Le principali innovazioni nella Certificazione Unica

Il modello CU 2026, che costituisce il documento riepilogativo dei redditi percepiti, introduce modifiche sostanziali per i dipendenti. Per i redditi fino a ventimila euro, è previsto un importo – che può raggiungere i novecentosessanta euro – il quale non concorre alla formazione della base imponibile; per quelli compresi tra ventimila e quarantamila euro, invece, viene riconosciuta una detrazione aggiuntiva dall'imposta lorda.
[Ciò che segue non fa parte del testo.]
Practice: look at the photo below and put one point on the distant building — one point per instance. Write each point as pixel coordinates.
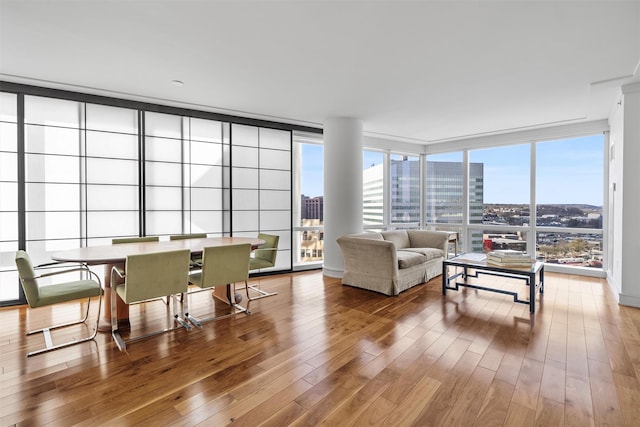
(312, 207)
(444, 195)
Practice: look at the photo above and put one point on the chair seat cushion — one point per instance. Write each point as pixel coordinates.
(68, 291)
(408, 259)
(195, 277)
(430, 253)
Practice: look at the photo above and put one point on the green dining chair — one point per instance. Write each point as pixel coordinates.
(264, 257)
(222, 266)
(196, 260)
(122, 240)
(40, 296)
(150, 276)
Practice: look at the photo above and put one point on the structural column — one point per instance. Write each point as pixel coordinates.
(630, 227)
(342, 187)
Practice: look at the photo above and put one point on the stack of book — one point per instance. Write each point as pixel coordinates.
(509, 258)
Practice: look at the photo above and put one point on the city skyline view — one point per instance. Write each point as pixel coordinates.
(568, 171)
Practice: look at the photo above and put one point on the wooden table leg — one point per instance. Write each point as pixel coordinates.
(122, 308)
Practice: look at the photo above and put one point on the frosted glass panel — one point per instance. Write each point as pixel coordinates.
(244, 178)
(7, 291)
(105, 224)
(285, 238)
(52, 197)
(204, 199)
(112, 119)
(206, 153)
(206, 176)
(8, 167)
(8, 137)
(244, 156)
(164, 198)
(52, 225)
(275, 200)
(283, 260)
(164, 173)
(277, 139)
(52, 112)
(8, 229)
(162, 222)
(112, 171)
(244, 135)
(245, 220)
(8, 107)
(163, 149)
(112, 197)
(245, 199)
(49, 140)
(275, 220)
(206, 130)
(104, 144)
(206, 222)
(8, 196)
(272, 159)
(164, 125)
(275, 180)
(52, 168)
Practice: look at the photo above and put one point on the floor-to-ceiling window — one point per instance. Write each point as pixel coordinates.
(404, 186)
(445, 192)
(9, 290)
(78, 170)
(309, 209)
(186, 175)
(373, 189)
(261, 186)
(544, 197)
(569, 201)
(502, 190)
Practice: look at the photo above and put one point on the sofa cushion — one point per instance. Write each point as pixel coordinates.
(368, 235)
(408, 259)
(400, 238)
(430, 253)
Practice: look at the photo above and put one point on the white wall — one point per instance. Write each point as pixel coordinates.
(624, 194)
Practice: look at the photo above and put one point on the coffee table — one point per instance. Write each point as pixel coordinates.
(478, 263)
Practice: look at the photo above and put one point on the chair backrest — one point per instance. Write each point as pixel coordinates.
(188, 236)
(27, 278)
(135, 239)
(222, 265)
(269, 250)
(155, 274)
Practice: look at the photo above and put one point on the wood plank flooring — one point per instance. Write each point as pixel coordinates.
(320, 353)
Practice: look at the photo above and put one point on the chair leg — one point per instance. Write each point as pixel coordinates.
(261, 293)
(48, 340)
(114, 322)
(185, 309)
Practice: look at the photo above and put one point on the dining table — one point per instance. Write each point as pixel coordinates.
(116, 255)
Il testo recepisce, inoltre, le agevolazioni fiscali previste per i lavoratori assunti con contratto a tempo indeterminato nel 2025 che abbiano cambiato residenza per ragioni professionali, innalza a cinquemila euro il limite agevolabile per i premi di risultato erogati in forma di utili e aggiorna il trattamento fiscale delle mance nel comparto turistico-ricettivo, senza tralasciare le nuove norme sul lavoro sportivo e le misure peculiari per i settori della sicurezza e della difesa.
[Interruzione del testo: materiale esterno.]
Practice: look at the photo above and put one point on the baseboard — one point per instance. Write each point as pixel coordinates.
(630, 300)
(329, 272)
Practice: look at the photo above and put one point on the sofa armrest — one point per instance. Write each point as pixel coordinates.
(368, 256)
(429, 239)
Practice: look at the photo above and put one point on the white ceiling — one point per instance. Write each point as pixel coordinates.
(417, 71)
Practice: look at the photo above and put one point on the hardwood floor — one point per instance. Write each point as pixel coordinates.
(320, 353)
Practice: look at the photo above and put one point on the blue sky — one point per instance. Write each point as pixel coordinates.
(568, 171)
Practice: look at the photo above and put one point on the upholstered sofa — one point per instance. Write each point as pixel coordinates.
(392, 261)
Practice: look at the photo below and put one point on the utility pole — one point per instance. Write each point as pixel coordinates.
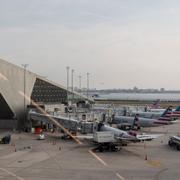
(80, 83)
(87, 85)
(72, 85)
(25, 67)
(67, 69)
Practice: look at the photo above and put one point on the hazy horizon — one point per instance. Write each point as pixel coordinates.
(121, 44)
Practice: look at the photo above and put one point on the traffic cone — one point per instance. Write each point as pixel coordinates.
(146, 157)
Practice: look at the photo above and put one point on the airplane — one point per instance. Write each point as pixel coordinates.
(142, 122)
(69, 125)
(156, 104)
(165, 115)
(173, 113)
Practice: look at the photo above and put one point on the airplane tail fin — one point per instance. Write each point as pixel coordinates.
(156, 104)
(167, 114)
(178, 108)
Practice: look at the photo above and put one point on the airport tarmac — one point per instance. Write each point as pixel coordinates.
(52, 159)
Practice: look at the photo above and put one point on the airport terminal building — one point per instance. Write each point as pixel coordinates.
(19, 88)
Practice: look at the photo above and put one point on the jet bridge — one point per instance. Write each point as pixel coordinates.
(65, 122)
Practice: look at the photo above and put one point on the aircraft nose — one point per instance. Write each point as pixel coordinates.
(162, 122)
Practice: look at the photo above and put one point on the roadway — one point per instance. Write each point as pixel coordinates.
(29, 159)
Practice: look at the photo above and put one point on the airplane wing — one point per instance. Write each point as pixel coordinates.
(86, 137)
(147, 137)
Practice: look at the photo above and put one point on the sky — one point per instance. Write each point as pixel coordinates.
(121, 43)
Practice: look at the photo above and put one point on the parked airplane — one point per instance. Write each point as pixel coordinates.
(141, 122)
(71, 125)
(166, 115)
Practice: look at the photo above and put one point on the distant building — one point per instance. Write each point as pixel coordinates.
(15, 82)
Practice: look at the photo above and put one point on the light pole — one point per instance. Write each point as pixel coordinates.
(25, 67)
(80, 83)
(88, 85)
(72, 85)
(67, 69)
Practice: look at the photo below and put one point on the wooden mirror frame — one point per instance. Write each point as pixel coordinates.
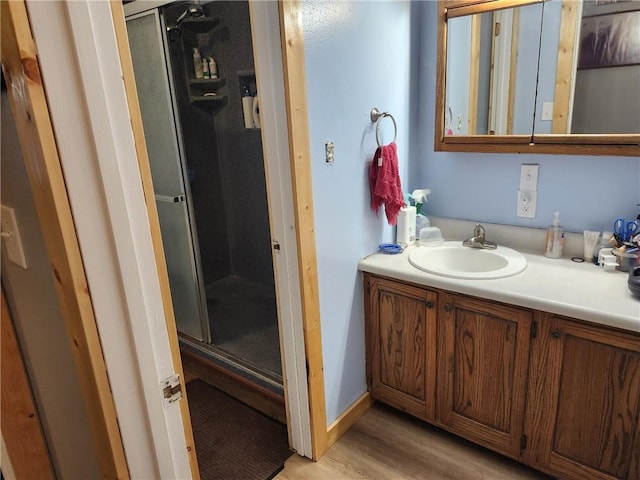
(565, 144)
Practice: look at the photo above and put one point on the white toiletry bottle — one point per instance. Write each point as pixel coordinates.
(213, 68)
(420, 198)
(606, 242)
(205, 68)
(197, 63)
(406, 228)
(555, 238)
(247, 108)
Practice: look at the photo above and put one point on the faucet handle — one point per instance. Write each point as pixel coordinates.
(479, 231)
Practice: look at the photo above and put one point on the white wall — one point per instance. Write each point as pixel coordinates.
(39, 325)
(358, 56)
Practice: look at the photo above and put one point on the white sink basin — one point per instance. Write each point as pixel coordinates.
(453, 260)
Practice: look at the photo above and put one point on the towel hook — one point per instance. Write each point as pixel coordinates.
(377, 115)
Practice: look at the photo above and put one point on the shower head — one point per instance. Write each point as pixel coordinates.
(194, 10)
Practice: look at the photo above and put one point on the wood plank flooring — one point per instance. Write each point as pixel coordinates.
(387, 444)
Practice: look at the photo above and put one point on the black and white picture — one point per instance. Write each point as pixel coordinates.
(610, 40)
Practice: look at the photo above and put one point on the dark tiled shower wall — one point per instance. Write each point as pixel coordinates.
(225, 160)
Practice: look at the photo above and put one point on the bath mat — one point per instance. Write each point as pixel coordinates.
(234, 441)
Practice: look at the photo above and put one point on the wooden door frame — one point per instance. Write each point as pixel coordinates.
(22, 432)
(35, 130)
(63, 243)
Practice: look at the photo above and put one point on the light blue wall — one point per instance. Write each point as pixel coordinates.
(357, 57)
(589, 191)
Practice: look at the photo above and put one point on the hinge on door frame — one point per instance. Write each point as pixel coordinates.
(534, 329)
(171, 389)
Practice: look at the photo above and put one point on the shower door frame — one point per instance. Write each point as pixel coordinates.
(298, 309)
(190, 226)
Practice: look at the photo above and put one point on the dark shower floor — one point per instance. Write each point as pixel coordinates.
(244, 322)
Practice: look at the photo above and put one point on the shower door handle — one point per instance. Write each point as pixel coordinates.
(170, 199)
Scadenze e procedure per la dichiarazione Iva

Parallelamente, è stato reso disponibile il modello per la dichiarazione annuale Iva 2026, relativa sempre all'anno d'imposta 2025, la cui presentazione potrà avvenire a partire dal 2 febbraio 2026 fino al termine ultimo del 30 aprile. Per facilitare il compito dei contribuenti e dei loro consulenti, l'Agenzia ha elaborato una lettera informativa standardizzata da inviare alla propria clientela per la raccolta dei dati e della documentazione necessaria, uno strumento che punta a snellire l'intera procedura. Viene confermata, poi, la regola già operante nell'esercizio precedente: il credito Iva di importo inferiore a cinquemila euro potrà essere utilizzato in compensazione a partire già dal 1° gennaio 2026.

Una svolta per le società non operative

Una novità di rilievo nel modello Iva 2026 riguarda le società e gli enti cosiddetti non operativi, per i quali si registra un cambiamento di prospettiva significativo. Il nuovo formulario, infatti, accoglie finalmente gli orientamenti della giurisprudenza, sia comunitaria che nazionale, i quali avevano più volte stigmatizzato l'illegittimità delle penalizzazioni fiscali previste per tali soggetti ai fini dell'Iva. Ne consegue la disapplicazione delle limitazioni, finora vigenti, in materia di detrazione e di rimborso dei crediti Iva maturati, una modifica tecnica che trova concrete applicazioni nei quadri VA e VX della dichiarazione e che chiude un annoso contenzioso.